Diagnóstico diferencial: hemograma completo, VHS, fosfatase alcalina, eletroforese de proteínas, cálcio, fósforo e imagenologia.

Critérios diagnósticos:

História clínica e exame físico;

História ocupacional;

Exames laboratoriais e de imagenologia.

Tratamento:

Repouso;

Analgésicos e AINE;

Colar cervical (em ligeira flexão, por 2 a 3 semanas);

Aplicação de gelo (2 a 3 vezes por dia, de 20 a 30 minutos);

Sessões de ondas curtas (15 sessões de 20 minutos por dia), seguidas de tração contínua ou intermitente;

Cessada a dor, recomenda-se exercícios para fortalecer a musculatura da nuca.

O trabalhador deve ser cuidado por equipe multiprofissional para suporte aos seus sofrimentos físico e psíquico, aos aspectos sociais e de intervenção nos ambientes de trabalho, articulando as ações assistenciais e de vigilância em saúde.

Prevenção (Síndrome Cervicobraquial relacionada ao trabalho)

Avaliar e monitorar as condições dos ambientes de trabalho, atentando para o modo como as tarefas são realizadas e, neste caso, em especial aquelas envolvendo contratura estática ou imobilização por tempo prolongado de segmentos corporais, como cabeça, pescoço ou ombros. Atentar à tensão crônica, esforços excessivos, elevação e abdução de braços acima da altura dos ombros empregando força, vibrações de corpo inteiro.

Intervenção nos Ambientes de Trabalho

Deve haver análise criteriosa e global da organização do trabalho:

-Análise ergonômica do trabalho real, da atividade, do conteúdo das tarefas, dos modos operatórios e dos postos de trabalho;

-Análise do ritmo e da intensidade do trabalho;

-Análise dos fatores mecânicos e condições físicas dos postos de trabalho;

-Análise das normas de produção, dos sistemas de turnos, dos sistemas de premiação, dos incentivos, dos fatores psicossociais individuais e das relações de trabalho entre colegas e chefias;

-Análise das medidas de proteção coletiva e individual implementadas pelas empresas;

-Análise das estratégias de defesa, individuais e coletivas, adotadas pelos trabalhadores.

Estratégias:

-Definição de estratégias que garantam a participação dos trabalhadores e a sensibilização dos níveis gerenciais para a implementação das modificações necessárias na organização do trabalho.

Exame Médico Periódico

Identificar sinais e sintomas para a detecção precoce da doença, por meio de:

-Avaliação clínica com pesquisas de sinais e sintomas, por meio de protocolo padronizado e exame físico;

-Exames complementares orientados pela exposição ocupacional;

-Informações epidemiológicas.

*Não está justificado o uso de exames de imagem (raio X e outros) nos exames pré-admissionais e periódicos. Aplicam-se somente nos casos em que é necessário firmar diagnóstico e realizar diagnóstico diferencial.

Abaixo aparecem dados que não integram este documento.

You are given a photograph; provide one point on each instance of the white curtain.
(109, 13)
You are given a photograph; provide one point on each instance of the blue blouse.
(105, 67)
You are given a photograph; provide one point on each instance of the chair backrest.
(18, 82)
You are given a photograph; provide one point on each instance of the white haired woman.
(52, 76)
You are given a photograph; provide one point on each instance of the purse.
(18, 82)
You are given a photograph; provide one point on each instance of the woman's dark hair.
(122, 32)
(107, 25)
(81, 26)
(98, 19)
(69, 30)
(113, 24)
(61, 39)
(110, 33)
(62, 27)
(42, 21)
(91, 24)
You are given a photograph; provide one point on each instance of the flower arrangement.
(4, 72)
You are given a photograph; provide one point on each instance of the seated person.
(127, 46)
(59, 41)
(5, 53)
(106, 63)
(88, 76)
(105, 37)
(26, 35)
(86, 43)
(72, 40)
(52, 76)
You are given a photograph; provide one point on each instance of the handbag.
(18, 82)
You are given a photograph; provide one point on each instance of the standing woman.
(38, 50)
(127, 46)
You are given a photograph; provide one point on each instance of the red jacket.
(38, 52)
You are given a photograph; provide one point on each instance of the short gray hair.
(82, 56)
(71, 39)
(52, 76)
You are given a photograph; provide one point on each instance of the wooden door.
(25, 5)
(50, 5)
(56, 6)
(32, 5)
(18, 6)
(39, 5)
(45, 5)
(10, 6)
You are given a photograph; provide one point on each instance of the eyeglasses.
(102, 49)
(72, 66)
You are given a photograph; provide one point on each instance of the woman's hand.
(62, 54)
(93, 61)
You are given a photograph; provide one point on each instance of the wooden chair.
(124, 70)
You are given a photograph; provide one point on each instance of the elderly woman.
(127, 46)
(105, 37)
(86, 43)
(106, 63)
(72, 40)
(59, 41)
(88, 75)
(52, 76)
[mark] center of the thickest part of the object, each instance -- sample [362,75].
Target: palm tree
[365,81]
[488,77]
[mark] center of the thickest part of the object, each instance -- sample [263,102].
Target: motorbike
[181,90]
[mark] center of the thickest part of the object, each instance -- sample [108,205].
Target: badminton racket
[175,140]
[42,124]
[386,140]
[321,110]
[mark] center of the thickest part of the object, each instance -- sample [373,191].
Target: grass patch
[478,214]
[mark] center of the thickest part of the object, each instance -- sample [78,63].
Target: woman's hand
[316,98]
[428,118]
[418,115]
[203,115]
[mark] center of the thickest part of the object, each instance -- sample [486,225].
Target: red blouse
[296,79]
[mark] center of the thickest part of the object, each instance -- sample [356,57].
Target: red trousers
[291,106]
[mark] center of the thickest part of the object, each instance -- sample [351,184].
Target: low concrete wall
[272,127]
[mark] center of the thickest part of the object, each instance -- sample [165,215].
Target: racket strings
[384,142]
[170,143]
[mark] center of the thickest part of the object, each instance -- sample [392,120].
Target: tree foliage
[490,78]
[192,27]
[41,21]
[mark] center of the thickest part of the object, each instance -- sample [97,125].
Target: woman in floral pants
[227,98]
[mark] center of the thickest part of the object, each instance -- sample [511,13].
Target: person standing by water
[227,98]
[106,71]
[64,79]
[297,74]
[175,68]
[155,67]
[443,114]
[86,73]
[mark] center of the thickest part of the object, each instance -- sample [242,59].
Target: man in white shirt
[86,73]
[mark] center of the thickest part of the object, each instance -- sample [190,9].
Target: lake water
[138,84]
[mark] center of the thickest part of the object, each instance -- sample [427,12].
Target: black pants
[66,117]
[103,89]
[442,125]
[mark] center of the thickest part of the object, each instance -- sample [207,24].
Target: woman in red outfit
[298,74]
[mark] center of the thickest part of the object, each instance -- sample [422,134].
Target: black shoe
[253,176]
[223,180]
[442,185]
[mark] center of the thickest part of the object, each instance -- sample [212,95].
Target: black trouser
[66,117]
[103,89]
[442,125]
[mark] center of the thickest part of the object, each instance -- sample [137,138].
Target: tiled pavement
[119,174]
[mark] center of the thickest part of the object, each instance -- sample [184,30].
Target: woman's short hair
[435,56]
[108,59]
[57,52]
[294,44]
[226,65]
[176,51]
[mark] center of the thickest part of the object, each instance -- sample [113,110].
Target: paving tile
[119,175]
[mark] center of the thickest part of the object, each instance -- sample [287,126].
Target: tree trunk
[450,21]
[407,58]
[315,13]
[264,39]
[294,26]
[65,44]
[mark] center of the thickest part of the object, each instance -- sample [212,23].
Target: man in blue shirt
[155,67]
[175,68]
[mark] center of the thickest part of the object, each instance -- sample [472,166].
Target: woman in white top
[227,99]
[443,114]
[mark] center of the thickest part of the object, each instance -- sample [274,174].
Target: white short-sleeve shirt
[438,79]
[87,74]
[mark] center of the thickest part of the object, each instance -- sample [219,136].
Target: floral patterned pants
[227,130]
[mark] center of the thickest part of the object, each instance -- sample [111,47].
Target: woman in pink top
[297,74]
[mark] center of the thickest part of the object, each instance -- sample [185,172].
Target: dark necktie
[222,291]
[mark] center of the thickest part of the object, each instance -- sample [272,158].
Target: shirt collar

Da suspeita ou confirmação da relação da doença com o trabalho:

-Informar ao trabalhador;

-Examinar os expostos, visando a identificar outros casos;

-Notificar o caso aos sistemas de informação em saúde (epidemiológica, sanitária e/ou de saúde do trabalhador), por meio dos instrumentos próprios, à DRT/MTE e ao sindicato da categoria à qual pertence o trabalhador;

-Providenciar a emissão da CAT, caso o trabalhador seja segurado pelo SAT da Previdência Social;

-Orientar o empregador para que adote os recursos técnicos e gerenciais adequados para eliminação ou controle dos fatores de risco;

-Articular entre os setores de assistência e vigilância e aqueles que irão realizar a reabilitação física, profissional e psicossocial. É importante o acompanhamento do retorno do trabalhador ao trabalho, na mesma atividade, com modificações ou restrições, ou para outra atividade, de modo a garantir que não haja progressão ou agravamento do quadro.